Related Article: Is It Ever Gonna Be Easy for Marketing Ops?

2. Realigning Marketing Ops' Core Responsibilities  

Do CMOs need to redefine the marketing ops mandate? To drive optimal productivity from this increasingly expensive and strategic team, they may need to draw some boundaries for what lands on the MOPs desk. This means doubling down on areas where MOPs can make the most significant impact, rather than letting it turn into a catch-all team to handle anything automation or data-related. For example, in DePaul’s experience, things get complicated when MOPs start to get pulled into sales execution conversations. “Aspects of the funnel like sales productivity or opportunity management should all be managed from a sales operations perspective,” she cautioned.

Learning Opportunities

Abhi Yadav, founding CEO of Zylotech (a Terminus company) said that while the omnipresence of martech, data maturity, and focus on CX and privacy have made MOPs critical to success, it is equally important to empower the rest of marketing with training, enabling self- service for standard use-cases, and rigorous documentation. This can help drive optimal value from MOPs investments, without slowing down marketing execution. 

2020 saw many marketers leveraging MOPs skills across a wider net of areas including financial planning, content creation and distribution, and brand management as a way to drive agility in unpredictable times. While some, like Yadav, question whether areas such as content, creative and campaign planning would be better handled by marketers, the fact is no area in marketing can run without processes, data and technology. If seamless CX is the goal, the question to ask is — should MOPs support all of the processes, data and tech elements that add up to seamless CX? Or should they focus on strategic areas where the revenue impact is deepest, while equipping regular marketers to handle the rest?

Related Article: CMOs: Your Marketing Ops Team Is a Secret Weapon

3. Driving Optimal Value From the Marketing Ops Team

Despite its strategic value, marketing ops doesn't always get its due in terms of being included early and deeply into strategic marketing conversations. “The CMO must build and coach the marketing ops team to be a vocal contributor to the overall success of the marketing team,” said Narayan. DePaul echoed this, calling it a mistake for marketers to treat ops as some version of a helpdesk. “Ops people are problem solvers at heart so there's no better place to dig into an issue or figure out a solution. But it's important to think about the long-term, big picture of a situation rather than use MOPs as a quick-fix resource. Include MOPs in cross-functional planning, create a roadmap, and stick to it,” she added.

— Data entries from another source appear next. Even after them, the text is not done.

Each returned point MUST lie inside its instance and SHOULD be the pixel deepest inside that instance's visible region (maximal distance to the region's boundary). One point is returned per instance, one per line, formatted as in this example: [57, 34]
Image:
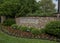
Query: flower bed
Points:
[25, 34]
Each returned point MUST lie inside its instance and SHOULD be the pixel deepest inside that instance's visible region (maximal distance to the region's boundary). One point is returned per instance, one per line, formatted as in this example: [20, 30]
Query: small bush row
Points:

Aside from governing and execution, Narayan underlined the crucial bridging role MOPs often play. “Automating and governing various marketing processes (especially data flow) end-to-end, means MOPs will often act as a liaison between the GTM team and IT, compliance, governance, analytics, and other technical stakeholders.”

Qaqish has the last word. “The most common mistake I see is treating marketing ops as tactical button pushers who have nothing to add to the strategic dialog.  Whenever I see a marketing ops group that sits in the IT department, I know they will not be successful.”